Tutti i dati testimoniano la validità delle politiche gestionali messe in atto dal Gruppo, che hanno consentito di rispondere efficacemente alle complessità dello scenario esterno, cogliere nuove opportunità e generare valore per l’azienda e per tutti gli stakeholder, favorendo allo stesso tempo uno sviluppo sostenibile, in linea con gli obiettivi dell’Agenda ONU.

L’Assemblea dei Soci ha quindi approvato la proposta del Consiglio di Amministrazione di distribuire un dividendo di 16 centesimi per azione al lordo delle ritenute di legge, in rialzo del 6,7% rispetto all’ultimo dividendo pagato e in aumento rispetto alla previsione del precedente Piano industriale (15,5 centesimi).
Un incremento di cui beneficerà a cascata l’intera politica dei dividendi in arco piano, fino a raggiungere i 19 centesimi per azione nel 2029.

Lo stacco della cedola n. 24 avverrà il 22 giugno 2026, con pagamento a partire dal 24 giugno 2026. Il dividendo sarà corrisposto alle azioni in conto alla data del 23 giugno 2026.

Il dividendo erogato, in base alla quotazione del titolo Hera al 31 dicembre 2025, corrisponde a un rendimento annuo del 4%.

Si è inoltre tenuta nel pomeriggio  la seduta d’insediamento del Consiglio di Amministrazione di Hera, nominato nella mattinata dall’Assemblea.

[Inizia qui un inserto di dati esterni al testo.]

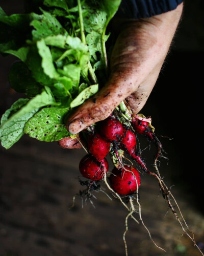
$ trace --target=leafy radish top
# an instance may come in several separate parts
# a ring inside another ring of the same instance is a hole
[[[70,136],[66,115],[107,79],[106,30],[120,2],[41,0],[32,5],[37,13],[11,16],[0,7],[0,52],[20,60],[11,67],[9,82],[28,97],[2,118],[6,148],[24,133],[45,141]]]

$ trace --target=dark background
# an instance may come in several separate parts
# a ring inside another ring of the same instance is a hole
[[[171,51],[142,113],[150,115],[169,158],[160,171],[176,196],[201,247],[204,243],[202,167],[202,93],[204,4],[186,1]],[[22,12],[22,1],[1,0],[8,14]],[[11,90],[8,74],[15,58],[0,57],[0,114],[21,95]],[[1,256],[124,255],[122,233],[126,214],[116,200],[104,194],[81,208],[69,209],[81,189],[75,177],[82,151],[23,136],[11,149],[0,151]],[[144,176],[140,202],[144,220],[167,255],[199,255],[159,195],[155,180]],[[152,245],[141,225],[130,221],[130,255],[164,255]]]

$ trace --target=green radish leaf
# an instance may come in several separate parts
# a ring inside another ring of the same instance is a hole
[[[98,84],[93,84],[85,89],[71,101],[70,104],[71,108],[75,108],[82,104],[86,99],[96,93],[98,91]]]
[[[12,54],[12,55],[14,55],[20,59],[21,60],[22,60],[22,61],[24,62],[26,60],[29,51],[29,47],[21,47],[17,51],[15,51],[14,50],[7,50],[4,52],[5,53]]]
[[[5,13],[4,10],[0,6],[0,17],[2,16],[6,16],[6,14]]]
[[[11,109],[10,114],[9,112],[5,114],[3,122],[2,121],[2,124],[0,126],[0,140],[2,146],[6,149],[11,147],[22,137],[25,124],[40,108],[45,105],[56,104],[48,88],[41,94],[31,99],[26,105],[22,105],[20,103],[18,111],[6,120],[6,117],[8,114],[9,116],[12,113]],[[18,109],[18,104],[15,106],[15,110]]]
[[[64,49],[66,45],[66,36],[63,35],[50,35],[44,38],[47,46],[55,46]]]
[[[49,7],[60,7],[68,11],[68,7],[65,0],[44,0],[43,4]]]
[[[43,141],[54,141],[69,137],[64,124],[68,108],[44,108],[26,123],[24,132]]]
[[[40,9],[43,14],[39,16],[37,19],[34,19],[30,25],[35,29],[32,31],[34,40],[39,40],[53,35],[67,35],[67,32],[58,20],[49,12]]]
[[[20,109],[26,105],[28,101],[29,101],[29,99],[18,99],[16,100],[11,108],[7,110],[3,115],[1,119],[1,125],[2,125],[11,115],[16,113]]]
[[[80,67],[73,64],[68,64],[63,67],[63,69],[58,69],[58,72],[61,75],[70,78],[73,86],[78,87],[80,78]]]
[[[42,57],[42,68],[44,73],[50,78],[57,79],[59,76],[56,71],[53,62],[51,52],[48,46],[46,46],[43,39],[37,42],[38,52]]]
[[[32,46],[30,48],[26,62],[32,77],[42,86],[53,84],[53,79],[44,72],[42,62],[42,59],[38,53],[38,49],[36,46]]]
[[[80,84],[80,86],[79,87],[79,94],[80,94],[81,92],[82,92],[82,91],[83,91],[86,88],[87,88],[88,86],[88,84],[84,82]]]
[[[43,87],[31,76],[27,66],[22,62],[15,62],[9,74],[9,83],[16,92],[25,93],[29,97],[40,94]]]

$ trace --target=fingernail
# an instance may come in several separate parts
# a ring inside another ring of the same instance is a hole
[[[85,128],[86,125],[82,119],[75,119],[70,122],[68,124],[68,130],[72,134],[76,134]]]

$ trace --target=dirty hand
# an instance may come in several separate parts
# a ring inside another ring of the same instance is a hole
[[[70,133],[107,118],[124,99],[134,113],[140,111],[156,82],[182,10],[181,4],[173,11],[150,18],[123,22],[112,53],[109,80],[94,98],[69,117]]]

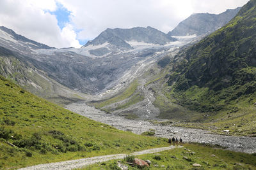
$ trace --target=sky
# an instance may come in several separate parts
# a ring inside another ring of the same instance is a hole
[[[56,48],[84,45],[107,28],[165,33],[191,14],[219,14],[249,0],[0,0],[0,25]]]

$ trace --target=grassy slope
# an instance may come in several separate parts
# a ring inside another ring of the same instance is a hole
[[[180,125],[221,134],[228,129],[230,134],[255,136],[255,0],[251,1],[229,24],[180,52],[166,67],[164,69],[172,67],[166,72],[169,86],[161,89],[168,99],[160,96],[155,103],[165,117],[173,117],[171,110],[169,113],[164,111],[169,101],[192,113],[202,113],[191,119],[201,124]],[[184,113],[177,112],[180,113]]]
[[[190,151],[185,150],[185,148]],[[150,160],[152,165],[149,169],[256,169],[256,155],[213,148],[197,144],[185,144],[184,148],[164,151],[160,155],[147,154],[136,157],[143,160]],[[213,156],[212,155],[215,155]],[[172,157],[176,158],[172,158]],[[183,159],[188,158],[189,160]],[[127,164],[122,160],[122,163]],[[201,167],[193,167],[194,163],[199,164]],[[90,166],[82,169],[120,169],[116,167],[116,160],[109,161]],[[154,165],[159,167],[154,167]],[[164,166],[164,167],[161,167]],[[129,166],[129,169],[141,169]]]
[[[18,55],[0,47],[0,75],[30,92],[58,104],[65,105],[83,99],[79,94],[47,77],[44,73],[29,64],[23,62]],[[45,81],[45,79],[47,80]]]
[[[1,168],[129,153],[165,143],[164,139],[124,132],[72,113],[0,76]]]

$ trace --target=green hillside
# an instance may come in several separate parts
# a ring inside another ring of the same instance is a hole
[[[204,119],[215,122],[211,125],[255,132],[255,57],[256,1],[251,0],[225,26],[175,56],[166,95],[191,110],[209,113]]]
[[[164,146],[90,120],[0,76],[0,169]],[[12,146],[11,145],[13,145]]]
[[[152,164],[149,168],[143,169],[255,169],[256,154],[236,152],[221,148],[214,148],[212,146],[186,143],[184,145],[183,148],[162,152],[157,155],[147,154],[135,157],[151,161]],[[184,157],[187,159],[184,159]],[[141,169],[139,167],[132,166],[128,164],[127,161],[132,159],[133,157],[130,156],[123,160],[98,163],[81,169],[120,169],[117,167],[118,161],[127,166],[129,169]],[[193,166],[195,163],[199,164],[202,167]]]

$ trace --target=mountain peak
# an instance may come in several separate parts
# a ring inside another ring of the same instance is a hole
[[[202,35],[212,32],[227,24],[239,11],[241,7],[227,10],[220,14],[193,13],[182,21],[168,34],[171,36]]]
[[[174,41],[175,41],[175,38],[150,26],[131,29],[108,28],[93,40],[87,42],[83,47],[90,45],[100,45],[108,42],[110,45],[118,48],[132,49],[132,48],[127,43],[127,41],[164,45]]]
[[[12,37],[12,38],[14,40],[21,41],[25,43],[29,43],[29,46],[33,46],[34,48],[43,48],[43,49],[50,49],[50,48],[53,48],[52,47],[50,47],[46,45],[42,44],[38,42],[36,42],[33,40],[31,40],[28,38],[26,38],[24,36],[22,36],[21,35],[17,34],[14,32],[13,30],[6,28],[4,26],[0,26],[0,30],[2,31],[5,32],[8,34],[9,34],[10,36]]]

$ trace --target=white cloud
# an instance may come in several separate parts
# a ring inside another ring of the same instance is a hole
[[[70,46],[76,48],[81,47],[81,45],[78,40],[76,39],[76,33],[73,30],[71,25],[68,24],[61,30],[61,37],[63,40],[67,42],[70,42]]]
[[[106,29],[152,26],[167,32],[193,13],[220,13],[248,0],[1,0],[0,25],[35,41],[60,47],[79,46]],[[71,11],[62,30],[56,2]],[[78,33],[74,31],[80,30]]]
[[[0,25],[51,46],[79,46],[72,27],[61,30],[56,16],[47,12],[56,8],[54,0],[1,0]]]
[[[193,13],[220,13],[248,0],[58,0],[72,12],[80,39],[93,39],[106,28],[148,25],[164,32]]]

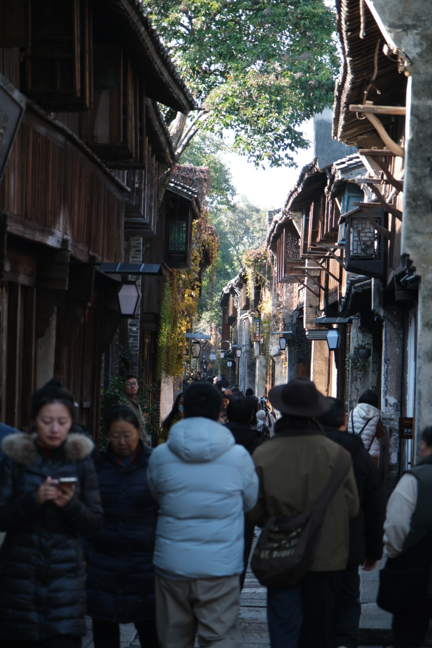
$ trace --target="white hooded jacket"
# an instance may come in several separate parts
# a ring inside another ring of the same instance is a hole
[[[348,419],[348,432],[360,434],[365,448],[369,451],[371,457],[380,456],[380,441],[376,435],[380,416],[381,411],[378,408],[368,403],[359,403],[350,412]]]
[[[244,511],[256,502],[258,481],[229,430],[200,417],[179,421],[152,453],[147,478],[160,507],[156,571],[187,579],[241,573]]]

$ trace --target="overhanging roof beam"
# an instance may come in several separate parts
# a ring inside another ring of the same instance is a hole
[[[380,155],[376,155],[377,152],[380,153]],[[373,153],[374,155],[371,155],[371,153]],[[386,153],[387,153],[387,151],[376,151],[374,150],[370,151],[368,150],[367,149],[360,149],[360,150],[359,151],[359,155],[360,156],[364,156],[365,157],[373,157],[374,161],[376,162],[378,167],[380,167],[380,168],[381,168],[382,170],[384,172],[384,175],[387,178],[390,184],[392,185],[393,187],[398,190],[398,191],[404,191],[403,183],[402,183],[400,180],[396,180],[396,179],[392,175],[392,174],[389,170],[389,168],[384,162],[384,160],[381,160],[381,156],[383,155],[385,155]],[[388,153],[390,154],[391,153],[391,152],[389,151]]]
[[[323,263],[320,263],[319,261],[315,261],[315,263],[317,263],[318,265],[320,266],[320,268],[321,268],[324,272],[326,272],[328,275],[330,275],[330,277],[332,277],[333,279],[335,280],[335,281],[337,281],[339,283],[339,278],[336,277],[335,275],[334,275],[332,272],[330,272],[330,271],[326,268],[326,266],[324,265]]]
[[[317,299],[319,299],[319,294],[317,292],[315,292],[315,290],[312,290],[310,286],[308,286],[307,284],[305,284],[304,282],[302,281],[302,280],[299,277],[294,276],[293,275],[292,276],[295,280],[295,283],[301,283],[302,286],[304,286],[304,288],[307,290],[309,290],[310,292],[312,293],[313,295],[315,295],[315,296],[317,297]]]

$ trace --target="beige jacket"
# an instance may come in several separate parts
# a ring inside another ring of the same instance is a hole
[[[264,526],[269,517],[298,515],[313,506],[339,448],[321,428],[279,432],[259,446],[252,458],[260,491],[248,519]],[[350,543],[348,522],[358,511],[358,493],[351,466],[327,507],[311,572],[345,569]]]
[[[126,394],[124,394],[124,400],[126,401],[126,404],[130,410],[132,410],[139,421],[139,435],[142,440],[142,443],[145,444],[145,445],[150,446],[150,439],[146,431],[146,419],[144,418],[144,415],[141,411],[139,400],[136,396],[131,397],[130,396],[128,396]]]

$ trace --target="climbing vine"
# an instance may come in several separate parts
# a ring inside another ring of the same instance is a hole
[[[271,263],[270,252],[265,245],[248,249],[243,255],[242,263],[247,275],[247,296],[253,301],[255,286],[266,286]]]
[[[157,340],[157,380],[164,373],[171,378],[181,376],[187,344],[184,334],[193,328],[196,318],[201,269],[214,262],[218,250],[216,229],[210,223],[209,213],[201,210],[201,218],[192,225],[190,268],[173,270],[164,286]]]

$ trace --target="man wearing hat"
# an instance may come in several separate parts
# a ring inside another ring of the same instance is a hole
[[[253,454],[260,491],[247,518],[259,526],[269,517],[299,515],[311,509],[324,489],[340,448],[327,438],[314,418],[326,411],[330,402],[308,378],[299,376],[288,385],[274,387],[269,400],[282,417],[275,425],[273,439]],[[332,648],[339,572],[347,566],[348,523],[358,510],[351,466],[326,509],[309,571],[294,584],[267,590],[271,648]]]

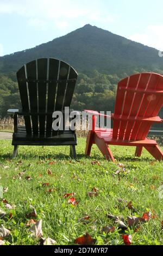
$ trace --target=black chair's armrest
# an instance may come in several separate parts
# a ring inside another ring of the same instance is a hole
[[[17,109],[8,110],[8,114],[10,115],[14,115],[15,114],[18,114],[18,109]]]

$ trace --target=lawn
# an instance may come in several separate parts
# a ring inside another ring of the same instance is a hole
[[[40,239],[29,229],[39,220],[43,237],[57,245],[74,244],[86,233],[96,245],[123,245],[124,234],[131,235],[132,245],[163,243],[162,162],[145,150],[137,158],[134,148],[117,146],[111,147],[115,163],[105,161],[96,145],[86,158],[85,145],[79,138],[77,161],[69,157],[68,147],[21,146],[11,160],[11,141],[0,141],[0,209],[6,214],[0,225],[10,231],[6,245],[38,245]],[[76,194],[64,198],[69,193]],[[141,218],[130,224],[128,216]],[[34,224],[29,223],[32,218]],[[121,228],[121,220],[127,228]]]

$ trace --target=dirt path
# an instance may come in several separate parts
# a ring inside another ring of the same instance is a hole
[[[12,138],[12,132],[0,132],[0,139],[11,139]]]

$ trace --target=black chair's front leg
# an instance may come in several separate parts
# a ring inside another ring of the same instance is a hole
[[[15,113],[14,115],[14,133],[16,133],[17,132],[18,123],[17,123],[17,114],[16,113]],[[16,157],[17,155],[18,147],[18,145],[14,145],[12,158]]]
[[[17,132],[17,114],[14,114],[14,133]]]

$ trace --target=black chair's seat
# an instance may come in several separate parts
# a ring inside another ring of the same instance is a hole
[[[61,134],[47,136],[27,134],[26,126],[18,126],[17,132],[13,134],[12,145],[77,145],[76,136],[72,131],[62,131]]]

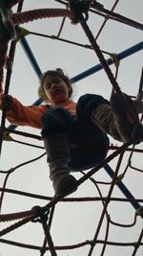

L’organo ha provveduto alla nomina di presidente, vicepresidente e amministratore delegato. Come presidente esecutivo è stato riconfermato Cristian Fabbri, mentre come amministratore delegato è stato riconfermato Orazio Iacono. Vicepresidente (non esecutivo) è stato nominato Tommaso Fabbri. Esperto di settore e organizzazione aziendale, attualmente è professore ordinario di Organizzazione aziendale all'Università di Modena e Reggio Emilia (Unimore), dove è vicedirettore della Scuola di Dottorato E4E (Economia e Ingegneria). In passato è stato direttore del Dipartimento di Economia "Marco Biagi" e direttore del Dottorato di Ricerca in Lavoro, sviluppo, innovazione.